For the last several years, we have witnessed the emergence of datasets of an unprecedented scale across different scientific disciplines. The large volume of such datasets presents new computational challenges as the diverse, feature-rich, and usually high-resolution data does not allow for effective data-intensive inference. In this regard, data summarization is a compelling (and sometimes the only) approach that aims at both exploiting the richness of large-scale data and being computationally tractable; Instead of operating on complex and large data directly, carefully constructed summaries not only enable the execution of various data analytics tasks but also improve their efficiency and scalability.
A systematic way for data summarization is to turn the problem into selecting a subset of data elements optimizing a utility function that quantifies "representativeness" of the selected set. Often-times, these objective functions satisfy submodularity, an intuitive notion of diminishing returns stating that selecting any given element earlier helps more than selecting it later. Thus, many problems in data summarization require maximizing submodular set functions subject to cardinality and massive data means we have to solve these problems at scale.
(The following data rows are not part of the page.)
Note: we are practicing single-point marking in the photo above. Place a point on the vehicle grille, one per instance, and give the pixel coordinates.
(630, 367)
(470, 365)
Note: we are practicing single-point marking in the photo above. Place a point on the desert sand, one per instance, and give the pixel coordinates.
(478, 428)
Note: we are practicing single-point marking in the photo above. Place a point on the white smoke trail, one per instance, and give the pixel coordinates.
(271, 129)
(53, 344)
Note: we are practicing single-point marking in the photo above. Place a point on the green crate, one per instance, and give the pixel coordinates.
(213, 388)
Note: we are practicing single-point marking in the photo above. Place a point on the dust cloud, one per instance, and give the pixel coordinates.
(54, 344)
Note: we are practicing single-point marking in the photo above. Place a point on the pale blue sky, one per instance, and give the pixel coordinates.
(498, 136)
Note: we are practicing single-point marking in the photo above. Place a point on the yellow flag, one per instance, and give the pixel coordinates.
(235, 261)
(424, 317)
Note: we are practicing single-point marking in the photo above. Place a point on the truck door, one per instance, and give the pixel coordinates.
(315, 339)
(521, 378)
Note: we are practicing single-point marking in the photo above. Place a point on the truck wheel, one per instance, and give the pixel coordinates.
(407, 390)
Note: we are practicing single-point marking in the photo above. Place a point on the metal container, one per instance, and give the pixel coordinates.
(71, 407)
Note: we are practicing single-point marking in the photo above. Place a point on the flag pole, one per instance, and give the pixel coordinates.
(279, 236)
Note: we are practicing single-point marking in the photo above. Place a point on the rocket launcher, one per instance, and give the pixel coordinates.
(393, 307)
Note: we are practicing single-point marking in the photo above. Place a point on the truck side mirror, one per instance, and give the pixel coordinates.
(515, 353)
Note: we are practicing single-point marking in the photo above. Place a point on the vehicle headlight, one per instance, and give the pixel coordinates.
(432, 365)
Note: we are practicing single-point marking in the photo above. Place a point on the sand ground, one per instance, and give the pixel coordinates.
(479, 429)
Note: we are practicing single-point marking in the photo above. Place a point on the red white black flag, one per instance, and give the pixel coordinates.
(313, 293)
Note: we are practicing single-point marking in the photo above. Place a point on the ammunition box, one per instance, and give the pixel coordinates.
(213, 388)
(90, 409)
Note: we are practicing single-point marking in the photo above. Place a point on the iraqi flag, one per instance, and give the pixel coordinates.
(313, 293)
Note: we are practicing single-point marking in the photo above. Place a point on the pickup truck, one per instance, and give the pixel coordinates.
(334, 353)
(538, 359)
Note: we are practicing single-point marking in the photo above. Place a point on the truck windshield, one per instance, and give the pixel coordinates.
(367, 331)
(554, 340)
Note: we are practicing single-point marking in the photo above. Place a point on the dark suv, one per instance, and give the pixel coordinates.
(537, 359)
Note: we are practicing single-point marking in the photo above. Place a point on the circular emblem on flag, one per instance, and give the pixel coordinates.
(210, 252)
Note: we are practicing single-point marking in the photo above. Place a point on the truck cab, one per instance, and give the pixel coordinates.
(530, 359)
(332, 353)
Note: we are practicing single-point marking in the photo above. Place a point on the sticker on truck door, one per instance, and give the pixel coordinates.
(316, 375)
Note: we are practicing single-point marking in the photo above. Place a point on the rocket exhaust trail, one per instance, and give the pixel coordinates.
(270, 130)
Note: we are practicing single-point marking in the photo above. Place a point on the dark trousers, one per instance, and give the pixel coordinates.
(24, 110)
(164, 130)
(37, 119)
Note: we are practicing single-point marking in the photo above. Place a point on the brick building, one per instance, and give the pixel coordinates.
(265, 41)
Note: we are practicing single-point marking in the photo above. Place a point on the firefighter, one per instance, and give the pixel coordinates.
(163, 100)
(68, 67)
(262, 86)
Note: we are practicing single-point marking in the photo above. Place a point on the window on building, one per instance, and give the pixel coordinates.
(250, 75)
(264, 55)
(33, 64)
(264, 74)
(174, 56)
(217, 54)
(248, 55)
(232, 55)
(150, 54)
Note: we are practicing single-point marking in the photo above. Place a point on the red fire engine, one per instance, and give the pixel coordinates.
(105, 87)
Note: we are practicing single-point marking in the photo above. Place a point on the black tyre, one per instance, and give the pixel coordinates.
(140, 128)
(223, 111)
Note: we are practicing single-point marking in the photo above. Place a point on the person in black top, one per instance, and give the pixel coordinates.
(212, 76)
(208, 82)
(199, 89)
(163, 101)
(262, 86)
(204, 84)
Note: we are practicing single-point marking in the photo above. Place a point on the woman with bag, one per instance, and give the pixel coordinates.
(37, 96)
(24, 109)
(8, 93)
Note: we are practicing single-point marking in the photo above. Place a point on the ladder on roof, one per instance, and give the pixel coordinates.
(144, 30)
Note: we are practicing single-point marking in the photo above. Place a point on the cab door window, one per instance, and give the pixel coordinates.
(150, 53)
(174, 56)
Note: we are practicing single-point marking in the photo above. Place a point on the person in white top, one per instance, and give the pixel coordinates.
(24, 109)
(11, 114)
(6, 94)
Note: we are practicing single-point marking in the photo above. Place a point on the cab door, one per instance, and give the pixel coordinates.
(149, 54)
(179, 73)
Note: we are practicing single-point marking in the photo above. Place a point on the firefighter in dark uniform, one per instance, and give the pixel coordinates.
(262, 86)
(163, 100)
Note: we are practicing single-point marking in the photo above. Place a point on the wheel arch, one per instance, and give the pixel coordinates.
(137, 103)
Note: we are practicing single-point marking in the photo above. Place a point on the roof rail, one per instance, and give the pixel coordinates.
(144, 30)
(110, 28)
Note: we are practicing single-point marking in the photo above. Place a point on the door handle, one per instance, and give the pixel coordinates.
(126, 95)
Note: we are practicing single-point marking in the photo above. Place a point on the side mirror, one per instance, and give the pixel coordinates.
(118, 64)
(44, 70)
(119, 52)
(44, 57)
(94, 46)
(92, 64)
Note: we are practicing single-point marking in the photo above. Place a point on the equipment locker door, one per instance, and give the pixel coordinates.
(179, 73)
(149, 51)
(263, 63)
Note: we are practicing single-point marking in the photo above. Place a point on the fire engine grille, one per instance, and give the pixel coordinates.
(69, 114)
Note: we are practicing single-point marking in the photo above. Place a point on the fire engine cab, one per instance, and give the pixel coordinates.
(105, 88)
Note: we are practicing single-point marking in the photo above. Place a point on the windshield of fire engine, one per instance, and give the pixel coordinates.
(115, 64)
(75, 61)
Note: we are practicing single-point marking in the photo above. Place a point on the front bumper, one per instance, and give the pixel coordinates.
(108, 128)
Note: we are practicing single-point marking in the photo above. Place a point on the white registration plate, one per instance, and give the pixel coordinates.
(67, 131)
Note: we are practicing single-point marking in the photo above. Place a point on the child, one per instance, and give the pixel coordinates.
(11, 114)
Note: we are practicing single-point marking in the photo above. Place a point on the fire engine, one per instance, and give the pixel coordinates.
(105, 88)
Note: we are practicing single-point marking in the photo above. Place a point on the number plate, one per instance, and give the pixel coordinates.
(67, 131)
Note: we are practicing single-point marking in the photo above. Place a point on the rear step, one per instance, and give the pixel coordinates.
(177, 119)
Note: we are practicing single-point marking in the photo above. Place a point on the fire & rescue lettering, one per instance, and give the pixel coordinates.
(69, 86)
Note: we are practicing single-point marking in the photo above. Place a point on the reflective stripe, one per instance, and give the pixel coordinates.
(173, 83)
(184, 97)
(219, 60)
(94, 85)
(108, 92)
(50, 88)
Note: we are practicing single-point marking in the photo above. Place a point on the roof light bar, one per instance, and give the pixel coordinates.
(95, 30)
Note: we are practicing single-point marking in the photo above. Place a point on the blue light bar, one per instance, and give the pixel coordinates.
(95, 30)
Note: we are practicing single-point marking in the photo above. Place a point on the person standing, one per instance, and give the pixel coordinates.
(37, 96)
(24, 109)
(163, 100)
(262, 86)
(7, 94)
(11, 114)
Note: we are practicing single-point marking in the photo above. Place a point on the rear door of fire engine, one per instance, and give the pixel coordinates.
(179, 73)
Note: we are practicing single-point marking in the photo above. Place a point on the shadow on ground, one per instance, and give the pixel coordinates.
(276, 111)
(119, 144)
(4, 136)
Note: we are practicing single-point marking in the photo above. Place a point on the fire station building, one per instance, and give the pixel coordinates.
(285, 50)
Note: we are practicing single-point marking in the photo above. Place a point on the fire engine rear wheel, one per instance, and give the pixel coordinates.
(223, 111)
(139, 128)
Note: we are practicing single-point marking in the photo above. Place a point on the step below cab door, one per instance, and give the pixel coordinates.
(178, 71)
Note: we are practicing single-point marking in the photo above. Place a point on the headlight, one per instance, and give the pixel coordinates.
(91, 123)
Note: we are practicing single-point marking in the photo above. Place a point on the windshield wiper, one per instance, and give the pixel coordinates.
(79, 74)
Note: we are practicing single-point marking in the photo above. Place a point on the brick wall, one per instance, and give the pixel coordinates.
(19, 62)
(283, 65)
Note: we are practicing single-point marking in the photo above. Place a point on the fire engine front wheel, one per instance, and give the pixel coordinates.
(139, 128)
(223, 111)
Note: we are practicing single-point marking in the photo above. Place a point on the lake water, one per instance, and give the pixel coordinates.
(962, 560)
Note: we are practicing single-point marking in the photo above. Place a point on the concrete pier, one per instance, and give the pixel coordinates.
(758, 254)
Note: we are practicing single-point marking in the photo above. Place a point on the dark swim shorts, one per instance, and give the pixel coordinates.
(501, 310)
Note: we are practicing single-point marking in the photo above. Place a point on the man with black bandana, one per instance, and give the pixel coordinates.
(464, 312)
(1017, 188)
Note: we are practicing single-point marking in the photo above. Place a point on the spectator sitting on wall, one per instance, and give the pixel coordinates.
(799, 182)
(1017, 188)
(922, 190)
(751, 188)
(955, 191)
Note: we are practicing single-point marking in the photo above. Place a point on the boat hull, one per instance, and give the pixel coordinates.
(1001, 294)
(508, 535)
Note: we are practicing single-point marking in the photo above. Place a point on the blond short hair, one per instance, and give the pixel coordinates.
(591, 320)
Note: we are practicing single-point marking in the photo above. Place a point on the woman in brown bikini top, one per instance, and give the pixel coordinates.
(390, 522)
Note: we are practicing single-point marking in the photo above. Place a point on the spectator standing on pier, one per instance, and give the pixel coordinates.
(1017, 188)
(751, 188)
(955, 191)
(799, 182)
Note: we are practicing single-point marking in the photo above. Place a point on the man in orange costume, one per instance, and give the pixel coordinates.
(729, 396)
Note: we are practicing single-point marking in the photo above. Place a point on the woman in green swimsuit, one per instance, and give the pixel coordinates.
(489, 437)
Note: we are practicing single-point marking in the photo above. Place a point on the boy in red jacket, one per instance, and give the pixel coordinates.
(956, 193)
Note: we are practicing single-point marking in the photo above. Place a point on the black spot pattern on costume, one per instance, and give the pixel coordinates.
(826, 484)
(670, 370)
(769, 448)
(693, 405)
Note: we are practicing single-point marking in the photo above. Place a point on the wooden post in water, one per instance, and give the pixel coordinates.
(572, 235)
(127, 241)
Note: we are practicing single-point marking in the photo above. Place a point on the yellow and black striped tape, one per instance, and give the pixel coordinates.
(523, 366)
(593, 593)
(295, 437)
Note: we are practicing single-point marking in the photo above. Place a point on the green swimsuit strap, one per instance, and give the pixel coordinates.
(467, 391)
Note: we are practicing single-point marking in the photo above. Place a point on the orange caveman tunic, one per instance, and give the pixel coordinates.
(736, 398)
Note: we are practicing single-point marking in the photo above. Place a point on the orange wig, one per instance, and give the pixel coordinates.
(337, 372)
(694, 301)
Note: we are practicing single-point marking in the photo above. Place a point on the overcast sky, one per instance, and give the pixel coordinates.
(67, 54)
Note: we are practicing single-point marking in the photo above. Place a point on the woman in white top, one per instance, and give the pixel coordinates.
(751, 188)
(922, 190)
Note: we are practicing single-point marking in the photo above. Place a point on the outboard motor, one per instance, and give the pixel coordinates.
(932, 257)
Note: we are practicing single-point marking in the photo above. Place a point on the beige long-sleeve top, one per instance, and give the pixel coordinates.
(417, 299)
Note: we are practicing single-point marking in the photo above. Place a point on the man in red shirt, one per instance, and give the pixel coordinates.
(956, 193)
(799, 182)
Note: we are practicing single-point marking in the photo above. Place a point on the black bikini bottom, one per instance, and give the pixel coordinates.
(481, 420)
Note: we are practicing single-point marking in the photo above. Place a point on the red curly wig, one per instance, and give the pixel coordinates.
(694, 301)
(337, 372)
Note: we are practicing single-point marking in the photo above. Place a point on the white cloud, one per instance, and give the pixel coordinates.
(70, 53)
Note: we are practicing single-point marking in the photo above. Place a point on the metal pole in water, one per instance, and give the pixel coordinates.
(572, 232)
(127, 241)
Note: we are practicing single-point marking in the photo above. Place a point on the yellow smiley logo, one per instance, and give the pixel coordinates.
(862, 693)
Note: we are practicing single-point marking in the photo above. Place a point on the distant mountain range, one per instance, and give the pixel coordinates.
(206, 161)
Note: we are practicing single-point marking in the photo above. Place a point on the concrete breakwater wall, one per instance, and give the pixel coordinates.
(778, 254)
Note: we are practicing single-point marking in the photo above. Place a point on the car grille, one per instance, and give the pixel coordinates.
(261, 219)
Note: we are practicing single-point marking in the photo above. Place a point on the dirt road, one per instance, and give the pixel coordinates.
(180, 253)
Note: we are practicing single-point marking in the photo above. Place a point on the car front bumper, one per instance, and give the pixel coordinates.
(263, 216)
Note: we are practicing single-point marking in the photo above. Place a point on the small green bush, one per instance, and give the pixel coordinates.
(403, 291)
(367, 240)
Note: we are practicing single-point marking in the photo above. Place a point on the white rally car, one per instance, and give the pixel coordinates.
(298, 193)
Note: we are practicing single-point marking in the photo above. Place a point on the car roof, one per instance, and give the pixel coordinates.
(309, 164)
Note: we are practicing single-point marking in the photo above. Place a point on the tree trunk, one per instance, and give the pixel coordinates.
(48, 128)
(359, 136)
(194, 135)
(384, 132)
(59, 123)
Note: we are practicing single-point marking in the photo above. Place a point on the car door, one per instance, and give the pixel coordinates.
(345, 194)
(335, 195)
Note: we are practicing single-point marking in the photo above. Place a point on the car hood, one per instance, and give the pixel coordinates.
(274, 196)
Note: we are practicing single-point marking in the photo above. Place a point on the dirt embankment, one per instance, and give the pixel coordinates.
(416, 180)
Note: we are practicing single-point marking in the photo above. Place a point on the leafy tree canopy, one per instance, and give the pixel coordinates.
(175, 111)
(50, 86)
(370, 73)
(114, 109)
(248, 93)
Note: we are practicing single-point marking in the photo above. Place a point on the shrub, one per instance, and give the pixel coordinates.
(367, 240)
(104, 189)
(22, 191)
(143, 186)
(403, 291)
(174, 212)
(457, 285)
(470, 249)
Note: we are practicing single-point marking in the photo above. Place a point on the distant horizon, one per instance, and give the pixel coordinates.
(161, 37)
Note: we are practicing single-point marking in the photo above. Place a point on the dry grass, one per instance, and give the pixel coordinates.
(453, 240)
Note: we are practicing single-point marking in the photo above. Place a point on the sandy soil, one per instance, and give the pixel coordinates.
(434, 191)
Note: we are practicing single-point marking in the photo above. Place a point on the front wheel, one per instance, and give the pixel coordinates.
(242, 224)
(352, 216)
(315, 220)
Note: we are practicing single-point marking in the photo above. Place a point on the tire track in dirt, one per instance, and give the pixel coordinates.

In this talk, I will present our recent efforts in developing practical schemes for data summarization. In particular, I will first discuss the fastest centralized solution whose query complexity is only linear in data size. However, to truly summarize massive data we need to opt for scalable methods. I will then present a streaming algorithm that with a single pass over the data provides a constant-factor approximation guarantee to the optimum solution. Finally, I will talk about a distributed approach that summarizes tens of millions of data points in a timely fashion. I will also demonstrate experiments on several applications, including sparse Gaussian process inference and exemplar-based clustering using Apache-Spark.
Amin Karbasi is currently an assistant professor of Electrical Engineering and Computer Science at Yale University. He has been the recipient of the Grainger grant 2017 from National Academy of Engineering, DARPA Young Faculty Award 2016, Simons-Berkeley fellowship 2016, Google Faculty Award 2015, and ETH fellowship 2013. His work has been recognized with a variety of paper awards from AISTATS 2015, IEEE Data Storage 2013, ICASSP 2011, ACM SIGMETRICS 2010, and ISIT 2010 (runner-up). His Ph.D. work received the Patrick Denantes Memorial Prize 2013 for the best doctoral thesis in the School of Computer and Communication Sciences at EPFL.